To understand how the USPSTF process can be improved to better serve the healthcare needs of Americans, we respectfully ask the following questions:

  1. When Congress authorized the USPSTF under subsection (a) of section 915 of the Public Health Service Act (42 U.S.C. 299b–4) it required the Department of Health and Human Services (HHS) to provide support via the Agency for Healthcare Research and Quality (AHRQ).  What staffing or administrative resources are being provided by AHRQ today?  Are additional staffing or administrative resources at AHRQ needed to do this work effectively?  If so, please outline what resources are needed.  If not, please explain why not.

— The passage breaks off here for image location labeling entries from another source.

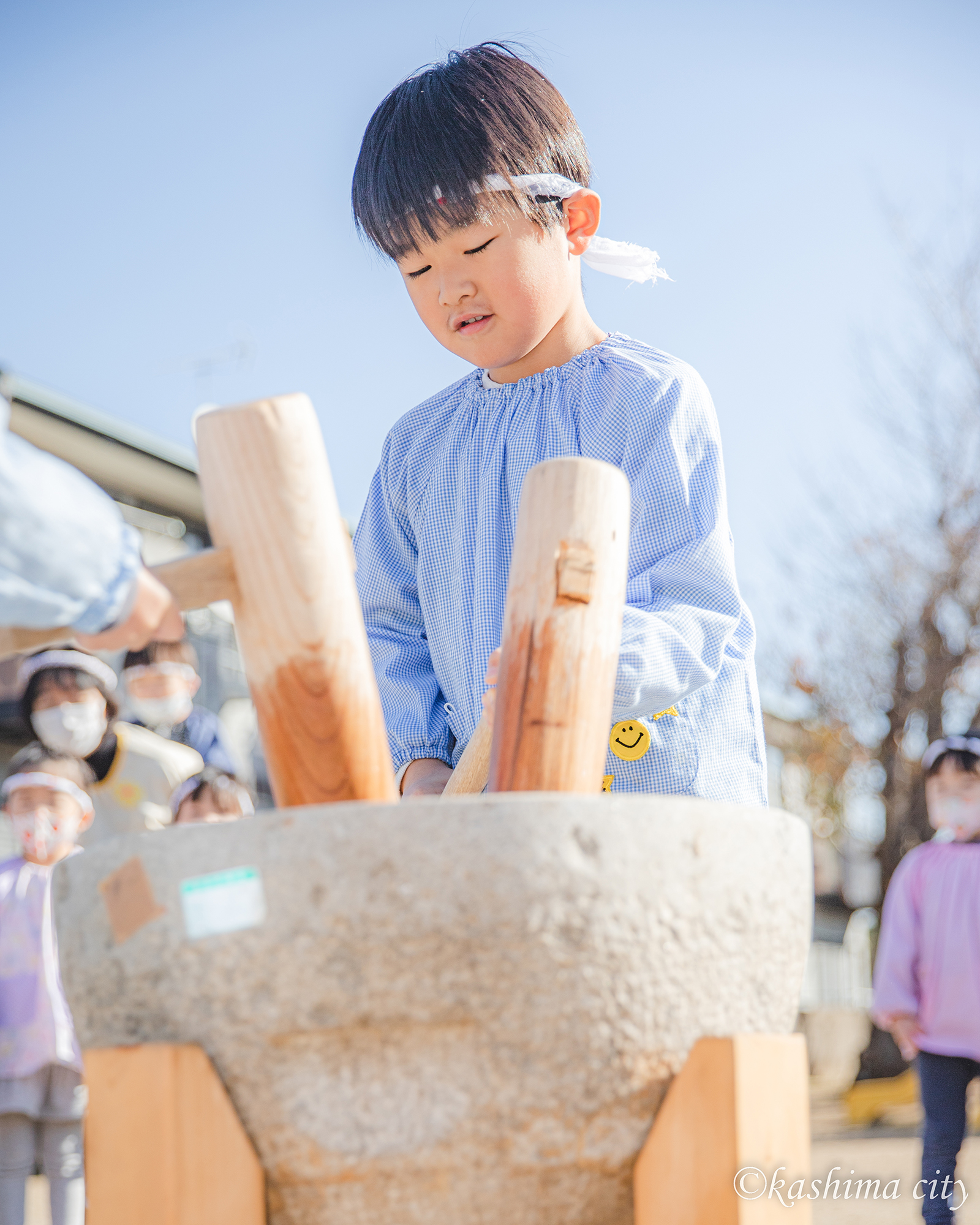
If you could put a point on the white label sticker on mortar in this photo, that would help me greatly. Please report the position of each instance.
(222, 902)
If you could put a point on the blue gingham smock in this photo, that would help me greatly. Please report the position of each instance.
(434, 548)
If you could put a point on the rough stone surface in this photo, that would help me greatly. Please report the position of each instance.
(456, 1012)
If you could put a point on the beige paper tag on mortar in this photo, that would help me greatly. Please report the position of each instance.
(129, 900)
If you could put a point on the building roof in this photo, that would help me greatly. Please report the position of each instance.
(134, 466)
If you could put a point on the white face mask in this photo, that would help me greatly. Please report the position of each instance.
(75, 728)
(157, 711)
(960, 818)
(41, 835)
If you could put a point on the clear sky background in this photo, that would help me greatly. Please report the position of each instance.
(176, 217)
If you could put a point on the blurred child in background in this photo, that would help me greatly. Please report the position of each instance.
(42, 1097)
(69, 704)
(161, 682)
(210, 798)
(928, 967)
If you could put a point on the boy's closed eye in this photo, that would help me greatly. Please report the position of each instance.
(473, 251)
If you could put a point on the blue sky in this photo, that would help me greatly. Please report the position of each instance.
(176, 209)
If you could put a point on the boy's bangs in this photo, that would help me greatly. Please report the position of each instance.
(435, 140)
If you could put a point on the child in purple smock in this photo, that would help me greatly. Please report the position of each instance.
(928, 968)
(42, 1097)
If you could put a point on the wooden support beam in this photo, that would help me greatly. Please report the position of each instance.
(737, 1103)
(269, 496)
(164, 1145)
(563, 625)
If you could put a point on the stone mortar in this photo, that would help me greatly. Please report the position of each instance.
(458, 1012)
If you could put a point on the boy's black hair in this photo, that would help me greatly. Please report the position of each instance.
(36, 756)
(962, 759)
(162, 654)
(68, 678)
(483, 111)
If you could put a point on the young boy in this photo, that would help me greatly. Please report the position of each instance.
(473, 177)
(161, 682)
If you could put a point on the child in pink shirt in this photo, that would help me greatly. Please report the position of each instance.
(928, 968)
(42, 1097)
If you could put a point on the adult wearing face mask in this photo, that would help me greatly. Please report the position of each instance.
(69, 705)
(161, 682)
(67, 558)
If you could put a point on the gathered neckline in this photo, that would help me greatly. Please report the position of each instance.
(552, 374)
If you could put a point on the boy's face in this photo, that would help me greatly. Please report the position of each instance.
(156, 683)
(47, 823)
(492, 292)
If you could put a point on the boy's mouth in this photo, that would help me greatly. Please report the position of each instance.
(471, 324)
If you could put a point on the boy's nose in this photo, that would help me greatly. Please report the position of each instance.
(451, 293)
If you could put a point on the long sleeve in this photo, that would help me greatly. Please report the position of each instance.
(683, 603)
(67, 557)
(897, 962)
(388, 582)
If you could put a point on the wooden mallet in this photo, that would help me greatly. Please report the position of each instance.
(562, 636)
(284, 559)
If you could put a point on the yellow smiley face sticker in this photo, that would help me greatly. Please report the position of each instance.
(629, 741)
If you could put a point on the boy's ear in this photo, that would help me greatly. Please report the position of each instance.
(581, 213)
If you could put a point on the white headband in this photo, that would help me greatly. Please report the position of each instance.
(607, 255)
(68, 660)
(55, 782)
(950, 744)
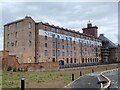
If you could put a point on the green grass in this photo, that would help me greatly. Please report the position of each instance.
(12, 79)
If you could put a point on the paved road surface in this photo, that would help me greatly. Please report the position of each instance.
(114, 76)
(89, 81)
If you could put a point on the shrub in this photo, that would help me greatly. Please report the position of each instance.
(9, 68)
(18, 69)
(25, 69)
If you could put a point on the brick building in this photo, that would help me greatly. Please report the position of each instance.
(110, 51)
(34, 42)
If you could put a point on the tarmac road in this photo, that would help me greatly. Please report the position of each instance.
(88, 82)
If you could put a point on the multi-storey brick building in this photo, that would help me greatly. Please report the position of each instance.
(39, 42)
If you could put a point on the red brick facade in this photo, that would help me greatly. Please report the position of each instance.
(11, 61)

  2. USPSTF recommendations have important and substantial effects on the delivery of care.  Even small co-payments have been shown to reduce utilization of preventive services like cancer screenings. Quality measures for preventive services also typically follow USPSTF guidelines, creating strong incentives for both physicians and payers to provide needed screenings to the population that the USPSTF deems eligible.  Given these impacts, does HHS agree that the USPSTF, as it currently operates, is sufficiently nimble to provide patients with timely access to preventive services as new evidence arises?  If so, please explain why.  If not, please explain what additional authorities or resources are necessary to improve timely updates to USPSTF recommendations.
  3. Organizations such as the National Comprehensive Cancer Network (NCCN) and the American Cancer Society (ACS) have adopted an ongoing and iterative review process of their clinical guidelines to match the rapid pace of advancement in cancer treatment options. Under these systems, availability of new evidence triggers a review of existing recommendations.
    1. Has the USPSTF considered adopting a similar model to update its review process to better align with innovation cycles, such as initiating review upon FDA approval of a new screening technologies?  If so, what conclusion has the USPSTF reached regarding taking such steps?  If not, what are the reasons or barriers?
    2. What resources and/or additional authorities are needed to initiate new or updated recommendations at a similar pace to other clinical guideline developers like NCCN and ACS?
  4. The USPSTF manual outlines a process for topic updates earlier than the usual five-year time frame upon availability of new evidence.  To determine if new evidence should trigger early review, several criteria are listed, such as evidence of a “new intervention/strategy not previously considered” or “high public health burden of the condition.”
    1. Has the USPSTF utilized this early review process to date?  If so, when and for what recommendations?  If not, please explain why.
    2. Does HHS believe FDA approval of a new screening technology warrants early topic review?  If not, what criteria should be met for a new intervention/strategy not previously considered?
    3. Given the increase in cancer burden expected as a resulted of pandemic-related delays in screening, does HHS agree this could warrant more frequent review of affected cancers?
    4. What level of funding would be necessary to enable the USPSTF to support more frequent and timely review of preventive services?
  5. The current USPSTF review process predominantly utilizes data from randomized clinical control trials, which often exclude older adults and lack critical data on racial and ethnic minorities. Should the USPSTF’s methodologies be adapted to incorporate high quality real-world evidence and longitudinal or observational studies and ensure health equity?  If so, how?  If not, why not?
  6. The USPSTF currently accepts public comments for four weeks on draft research plans, evidence reviews, and recommendation statements, but there is little meaningful dialogue with stakeholders.  To enhance transparency:
    1. Can the USPSTF make these comments publicly available?  If not, please provide a rationale.
    2. Can the USPSTF publish responses to comments received?  What additional resources would be required to make this feasible?

Thank you for your attention to our requests. We look forward to receiving your timely response.  We stand ready to assist you in reaching our mutual goal of ensuring Americans have access to essential preventive services.